En application de l’ordonnance du 22 avril 2020 invoquée par l’employeur, pour les délais expirant entre le 12 mars et le 10 octobre 2020 inclus, les délais pour répondre aux questionnaires sont prorogés, pour les accidents de travail et les maladies professionnelles de 10 jours.
En l’espèce, la notification du 23 juin 2020 adressée par la caisse demandait à l’employeur de compléter sous 20 jours le questionnaire à disposition sur le site.
A l’évidence, alors que la notification a été adressée deux mois après l’ordonnance précitée, la caisse donnait à l’employeur un délai non conforme aux textes en vigueur à l’époque.
Or l’ensemble de ces règles a pour but de garantir le caractère contradictoire de la procédure aux diverses étapes de l'instruction du dossier par la caisse et l’équilibre entre les parties, afin notamment de permettre à l'employeur de faire valoir ses observations préalablement à la décision à intervenir dans des délais réguliers. Ces dispositions présentent un caractère impératif, dès lors qu'elles sont d'ordre public, et les manquements de la caisse à ce principe doivent être sanctionnés par l'inopposabilité de sa décision à l'employeur.

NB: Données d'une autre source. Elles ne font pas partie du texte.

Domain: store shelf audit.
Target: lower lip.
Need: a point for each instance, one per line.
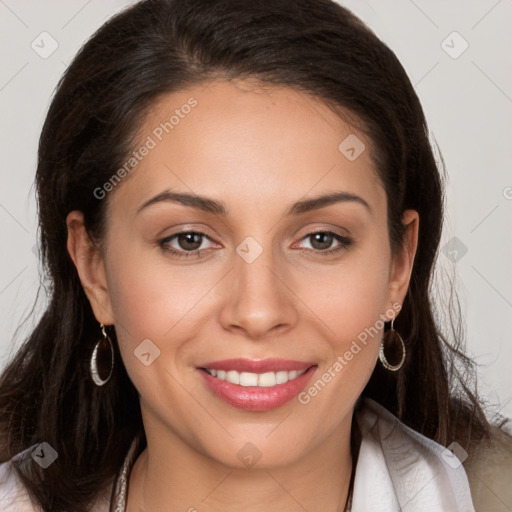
(256, 398)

Peu importe qu’au final, l’employeur ait retourné le questionnaire dans le délais de 20 jours, dès lors qu’il a été privé par l’indication erronée de la caisse, d’un délai complémentaire qui aurait pu lui servir à mentionner d’autres éléments, et en ce sens, il n'a pas été en mesure de faire valoir utilement et complètement ses observations.
Il s’en déduit qu’ainsi, la caisse n’a pas respecté le principe de contradictoire de la procédure, ce qui justifie de déclarer inopposable à l’employeur la décision de prise en charge qui s’en est suivie.
PAR CES MOTIFS
Le tribunal, par jugement contradictoire rendu en premier ressort,
ACCUEILLE le recours,
DÉCLARE inopposable à la SASU [5] la décision de prise en charge au titre de la législation professionnelle de l’accident de M. [Y] survenu le 8 juin 2020,
CONDAMNE la caisse primaire d’assurance maladie de l’Essonne aux dépens.
Et le présent jugement est signé par Chantal IHUELLOU-LEVASSORT, Première vice-présidente et par Sonia BENTAYEB, Greffière, présentes lors du prononcé.